The replication of our findings using FinnGen’s PCa GWAS summary data reinforces the robustness of our analytical approach. However, the contrary associations in the replicated data for proteins like HCN1, ATG7, and CYR61 elucidate the inherent challenges in cross-cohort validations, underscoring the necessity for even more expansive datasets or collaborative meta-analyses. The congruence of the meta-analytic outcomes with our primary results accentuates the veracity of our findings. Furthermore, the MVMR analysis, which emphasized the associations of B2M and MSMB with PCa, illuminates these proteins’ potential roles in immunity and tumor suppression, suggesting a multifaceted approach to therapeutic intervention.

The GO and KEGG enrichment analyses provided deeper insights into the biological relevance of these proteins. Several of these proteins are involved in pathways like the JAK-STAT and PI3K-Akt signaling pathways, both of which have previously been implicated in various cancers, including PCa [29, 30]. Our results corroborate these known associations, providing further evidence for their pivotal roles in prostate carcinogenesis. The prominence of proteins within these pathways may suggest a centralized node of dysregulation that could be targeted therapeutically.

The vast disparity between the initial protein candidates and the final select cohort is emblematic of the profound molecular complexities associated with PCa pathogenesis.

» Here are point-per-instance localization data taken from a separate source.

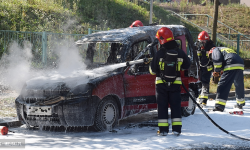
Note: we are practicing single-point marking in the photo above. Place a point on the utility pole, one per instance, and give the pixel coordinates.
(216, 5)
(151, 11)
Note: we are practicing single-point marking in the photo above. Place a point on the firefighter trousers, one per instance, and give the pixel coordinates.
(205, 80)
(166, 96)
(224, 85)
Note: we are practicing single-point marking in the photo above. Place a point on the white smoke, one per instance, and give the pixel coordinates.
(15, 66)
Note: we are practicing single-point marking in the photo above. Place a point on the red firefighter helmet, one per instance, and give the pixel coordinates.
(136, 23)
(211, 51)
(203, 36)
(164, 35)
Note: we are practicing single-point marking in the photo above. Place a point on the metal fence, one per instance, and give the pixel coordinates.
(237, 41)
(43, 44)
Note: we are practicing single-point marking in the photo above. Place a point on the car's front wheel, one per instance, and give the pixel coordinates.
(190, 109)
(106, 115)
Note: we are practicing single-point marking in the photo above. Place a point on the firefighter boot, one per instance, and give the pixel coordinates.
(176, 133)
(238, 106)
(218, 109)
(162, 133)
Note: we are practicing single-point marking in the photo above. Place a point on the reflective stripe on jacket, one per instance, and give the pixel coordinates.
(227, 59)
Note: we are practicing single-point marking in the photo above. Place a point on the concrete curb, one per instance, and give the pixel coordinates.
(18, 123)
(11, 124)
(232, 93)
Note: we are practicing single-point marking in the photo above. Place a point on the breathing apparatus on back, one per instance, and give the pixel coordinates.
(202, 43)
(169, 62)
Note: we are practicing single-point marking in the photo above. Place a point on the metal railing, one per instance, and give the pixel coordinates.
(239, 42)
(43, 43)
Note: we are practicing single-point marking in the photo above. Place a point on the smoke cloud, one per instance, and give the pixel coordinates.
(71, 70)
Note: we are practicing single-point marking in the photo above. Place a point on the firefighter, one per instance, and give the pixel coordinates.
(136, 23)
(232, 65)
(168, 93)
(204, 44)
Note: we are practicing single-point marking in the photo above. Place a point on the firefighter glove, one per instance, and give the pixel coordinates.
(216, 74)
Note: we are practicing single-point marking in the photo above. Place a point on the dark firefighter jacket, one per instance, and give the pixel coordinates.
(226, 59)
(203, 56)
(183, 63)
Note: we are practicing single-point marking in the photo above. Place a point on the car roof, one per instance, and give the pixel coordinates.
(125, 35)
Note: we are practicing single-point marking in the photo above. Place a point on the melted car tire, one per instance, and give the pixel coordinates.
(186, 111)
(106, 115)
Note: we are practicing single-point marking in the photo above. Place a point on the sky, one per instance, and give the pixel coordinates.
(197, 132)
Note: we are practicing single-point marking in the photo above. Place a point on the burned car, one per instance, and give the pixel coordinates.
(103, 100)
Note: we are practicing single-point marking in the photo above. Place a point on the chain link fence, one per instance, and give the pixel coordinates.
(43, 44)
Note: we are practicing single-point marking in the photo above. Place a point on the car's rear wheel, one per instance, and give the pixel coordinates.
(190, 109)
(106, 115)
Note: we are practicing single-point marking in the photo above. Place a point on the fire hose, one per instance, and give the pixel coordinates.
(147, 60)
(193, 99)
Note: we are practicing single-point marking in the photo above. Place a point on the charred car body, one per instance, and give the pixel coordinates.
(102, 101)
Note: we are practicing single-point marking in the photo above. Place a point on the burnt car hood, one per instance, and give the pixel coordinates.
(77, 84)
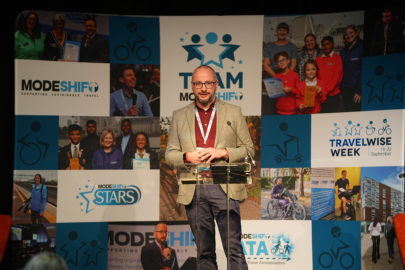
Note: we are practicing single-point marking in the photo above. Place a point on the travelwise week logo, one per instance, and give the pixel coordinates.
(264, 248)
(98, 195)
(218, 51)
(349, 139)
(59, 88)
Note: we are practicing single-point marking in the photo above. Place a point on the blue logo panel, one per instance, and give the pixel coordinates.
(336, 245)
(134, 40)
(36, 144)
(83, 245)
(286, 141)
(383, 83)
(322, 202)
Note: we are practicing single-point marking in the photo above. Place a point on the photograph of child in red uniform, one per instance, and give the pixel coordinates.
(286, 105)
(311, 80)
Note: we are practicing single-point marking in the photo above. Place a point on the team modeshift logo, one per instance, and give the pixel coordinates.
(93, 195)
(213, 52)
(220, 52)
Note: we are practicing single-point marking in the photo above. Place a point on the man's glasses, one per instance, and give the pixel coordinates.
(208, 84)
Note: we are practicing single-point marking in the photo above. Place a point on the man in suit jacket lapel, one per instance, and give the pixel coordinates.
(232, 143)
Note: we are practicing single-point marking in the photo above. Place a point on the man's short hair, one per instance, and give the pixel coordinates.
(207, 67)
(125, 120)
(74, 127)
(328, 38)
(279, 54)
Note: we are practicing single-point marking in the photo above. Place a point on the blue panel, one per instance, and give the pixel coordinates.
(286, 141)
(36, 143)
(336, 245)
(83, 245)
(134, 40)
(383, 82)
(322, 202)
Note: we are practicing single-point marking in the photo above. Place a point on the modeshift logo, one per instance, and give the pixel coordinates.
(59, 86)
(93, 195)
(210, 48)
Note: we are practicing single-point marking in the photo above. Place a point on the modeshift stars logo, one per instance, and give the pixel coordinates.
(210, 48)
(93, 195)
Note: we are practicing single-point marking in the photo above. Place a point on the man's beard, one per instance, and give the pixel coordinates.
(205, 102)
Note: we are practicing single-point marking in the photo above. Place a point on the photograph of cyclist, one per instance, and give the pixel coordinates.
(342, 185)
(278, 193)
(347, 193)
(287, 195)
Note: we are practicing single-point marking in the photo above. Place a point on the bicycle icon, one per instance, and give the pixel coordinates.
(385, 129)
(131, 47)
(345, 259)
(370, 129)
(30, 152)
(336, 132)
(283, 150)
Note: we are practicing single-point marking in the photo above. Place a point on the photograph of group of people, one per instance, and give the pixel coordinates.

Each pinpointed protein, whether previously documented in PCa pathophysiology or emergent from our study, represents a potential nexus in the intricate web of molecular events driving or deterring prostate carcinogenesis. Such specificity and granularity are indispensable, for they not only spotlight the multifactorial nature of PCa’s molecular underpinnings but also illuminate myriad therapeutic avenues awaiting exploration. As we delve deeper into these findings, our focal point remains firmly on the biological implications of these associations, their translational relevance, and the broader impact on clinical paradigms in PCa management. Due to the absence of suitable proteomic data for PCa tissue, we focused on comparing the mRNA expression levels of the 18 identified proteins between tumor and non-tumor tissues. Our analysis revealed that these results were mostly inconsistent with the MR findings. This discrepancy could be attributed to several factors, including the fundamental differences between blood and tumor tissue composition, as well as the limited sample size available for PCa in the TCGA database. Given these findings, there is a clear need for future research to bridge the gap between blood and tissue proteomes and to further explore the clinical applicability of proteomic data in this context.

Our analysis, while insightful, encounters inherent limitations. The foundational assumptions of MR, such as the absence of horizontal pleiotropy, could potentially introduce biases. Although we have applied several methods to detect and overcome potential pleiotropy, residual pleiotropy cannot be fully ruled out, thus necessitating careful interpretation for our findings. Our results, derived predominantly from specific populations, might lack universal generalizability, emphasizing caution when extrapolating to diverse genetic backgrounds. While associations were established, direct causality remains to be further validated through mechanistic studies. The vast scope of our protein testing, despite stringent statistical corrections, carries the risk of false discoveries. Additionally, the reliance on existing GWAS datasets implies that any biases within them could have influenced our findings. Furthermore, although we validated some findings using FinnGen’s PCa GWAS data, not all associations consistently reached significance. Thus, while our study provides a foundational perspective, the results should be interpreted considering these constraints, warranting further validation and investigation.

In conclusion, our proteome-wide MR analysis has shed light on the intricate molecular underpinnings of PCa. The identified proteins and pathways offer tantalizing hints for drug discovery and therapeutic interventions. While further research is needed to validate these findings and translate them into clinical applications, our study represents a significant stride towards a more comprehensive understanding of PCa and the development of targeted treatments.